My card back for Ruth covers this and concludes with a look forward that from today’s perspective is sad and ironic, as Ruth’s biggest disappointment in life was being denied the chance to manage a big league ball club.

“Ruth is no kid anymore but he can still sock the horsehide like nobody else. Just ask Charlie Root of the Cubs, made the goat of last year’s Series by the finger-pointing Babe. The fans will be disappointed if the Great Bambino fails to knock a homer against the N.L. all stars. Ruth wants to manage when he’s finished as a player, and the big game will give him a chance to learn from the winningest field boss of all time, Mr. Mack.”

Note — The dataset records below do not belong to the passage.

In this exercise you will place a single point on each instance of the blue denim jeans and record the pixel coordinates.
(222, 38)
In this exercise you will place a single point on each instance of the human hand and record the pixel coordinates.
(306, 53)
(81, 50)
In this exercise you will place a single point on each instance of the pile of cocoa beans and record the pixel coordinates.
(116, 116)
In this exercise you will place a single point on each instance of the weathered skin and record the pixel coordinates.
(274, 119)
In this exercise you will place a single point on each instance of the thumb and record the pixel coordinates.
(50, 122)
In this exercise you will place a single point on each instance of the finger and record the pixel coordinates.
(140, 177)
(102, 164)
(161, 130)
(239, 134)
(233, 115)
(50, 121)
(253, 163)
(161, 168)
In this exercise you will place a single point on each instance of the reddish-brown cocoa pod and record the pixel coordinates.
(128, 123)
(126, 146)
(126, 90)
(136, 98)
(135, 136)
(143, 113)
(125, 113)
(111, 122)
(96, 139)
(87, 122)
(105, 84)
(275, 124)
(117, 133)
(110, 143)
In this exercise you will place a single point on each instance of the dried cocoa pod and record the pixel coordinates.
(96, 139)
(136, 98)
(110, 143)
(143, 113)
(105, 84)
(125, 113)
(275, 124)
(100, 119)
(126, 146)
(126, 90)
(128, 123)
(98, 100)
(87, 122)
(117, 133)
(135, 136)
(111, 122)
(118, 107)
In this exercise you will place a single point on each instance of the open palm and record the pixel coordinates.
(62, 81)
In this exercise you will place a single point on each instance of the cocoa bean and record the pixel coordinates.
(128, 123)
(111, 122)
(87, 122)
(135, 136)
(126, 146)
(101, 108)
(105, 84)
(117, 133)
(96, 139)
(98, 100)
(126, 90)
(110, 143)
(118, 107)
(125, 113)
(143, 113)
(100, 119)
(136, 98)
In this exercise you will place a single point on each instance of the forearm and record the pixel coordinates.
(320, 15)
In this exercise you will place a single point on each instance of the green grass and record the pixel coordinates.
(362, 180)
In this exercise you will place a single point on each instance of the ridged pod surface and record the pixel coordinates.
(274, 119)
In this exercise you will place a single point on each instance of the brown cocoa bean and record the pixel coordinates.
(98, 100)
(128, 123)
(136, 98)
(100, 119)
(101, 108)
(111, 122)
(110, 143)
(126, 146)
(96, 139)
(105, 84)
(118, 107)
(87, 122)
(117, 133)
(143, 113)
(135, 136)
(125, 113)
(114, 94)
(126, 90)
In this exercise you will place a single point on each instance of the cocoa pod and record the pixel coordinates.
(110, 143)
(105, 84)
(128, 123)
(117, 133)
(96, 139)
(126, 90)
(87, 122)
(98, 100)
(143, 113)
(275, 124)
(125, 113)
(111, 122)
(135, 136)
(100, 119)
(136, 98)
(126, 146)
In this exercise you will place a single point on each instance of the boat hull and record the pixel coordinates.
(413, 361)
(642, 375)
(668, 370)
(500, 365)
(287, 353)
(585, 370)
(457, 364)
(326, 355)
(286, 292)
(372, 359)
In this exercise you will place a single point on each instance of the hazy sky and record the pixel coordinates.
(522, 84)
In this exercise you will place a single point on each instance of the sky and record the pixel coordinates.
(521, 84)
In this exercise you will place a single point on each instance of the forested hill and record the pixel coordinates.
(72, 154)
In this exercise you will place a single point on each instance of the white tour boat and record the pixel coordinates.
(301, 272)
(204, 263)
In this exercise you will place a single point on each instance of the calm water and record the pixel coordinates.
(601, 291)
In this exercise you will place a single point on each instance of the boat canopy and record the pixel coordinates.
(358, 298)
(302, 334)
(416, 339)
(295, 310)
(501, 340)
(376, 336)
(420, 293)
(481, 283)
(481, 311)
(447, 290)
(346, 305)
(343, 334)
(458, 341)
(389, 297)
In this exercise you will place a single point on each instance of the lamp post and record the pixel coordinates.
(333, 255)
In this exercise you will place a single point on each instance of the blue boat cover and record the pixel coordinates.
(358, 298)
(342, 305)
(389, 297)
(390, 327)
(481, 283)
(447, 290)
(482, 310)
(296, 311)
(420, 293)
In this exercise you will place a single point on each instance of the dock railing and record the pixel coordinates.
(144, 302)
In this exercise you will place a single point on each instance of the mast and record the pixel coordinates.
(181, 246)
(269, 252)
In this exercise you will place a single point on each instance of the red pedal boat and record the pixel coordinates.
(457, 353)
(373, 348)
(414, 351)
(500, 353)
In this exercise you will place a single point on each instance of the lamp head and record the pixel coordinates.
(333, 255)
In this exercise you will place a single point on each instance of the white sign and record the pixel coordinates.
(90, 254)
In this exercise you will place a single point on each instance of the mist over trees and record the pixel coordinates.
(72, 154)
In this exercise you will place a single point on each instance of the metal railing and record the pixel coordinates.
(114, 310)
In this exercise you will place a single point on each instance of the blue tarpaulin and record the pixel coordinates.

As things turned out, Ruth rose to the occasion, making the day highly memorable for all concerned. He hit the first All-Star Game home run, a two-run blow, in the third inning; and later in the top of the eighth inning he ensured the A.L.’s 4-2 win by robbing the Reds’ Chick Hafey of a homer, reaching over the right field wall to snare Hafey’s liner. After the game McGraw went to the home clubhouse to congratulate Mack on the A.L.’s victory. There the sixty-year-old retired manager praised the thirty-eight-year-old Ruth, whom he’d often disparaged in the past: “He was marvelous. That old boy certainly came through when they needed him.”

With the issuance of this set devoted to the first Major League All-Star Game, Mandel has introduced one further Helmar innovation. Only 20 sets of the cards have been made, and each card is hand-numbered 1-20 out of 20. The cards are not available as sets but are being auctioned weekly one at a time on eBay.

What a treasure a set of these beautiful cards will be. Whether you put together the entire set or acquire just a few cards of your favorite players or team, I for one hope you enjoy the card backs as well as the fronts.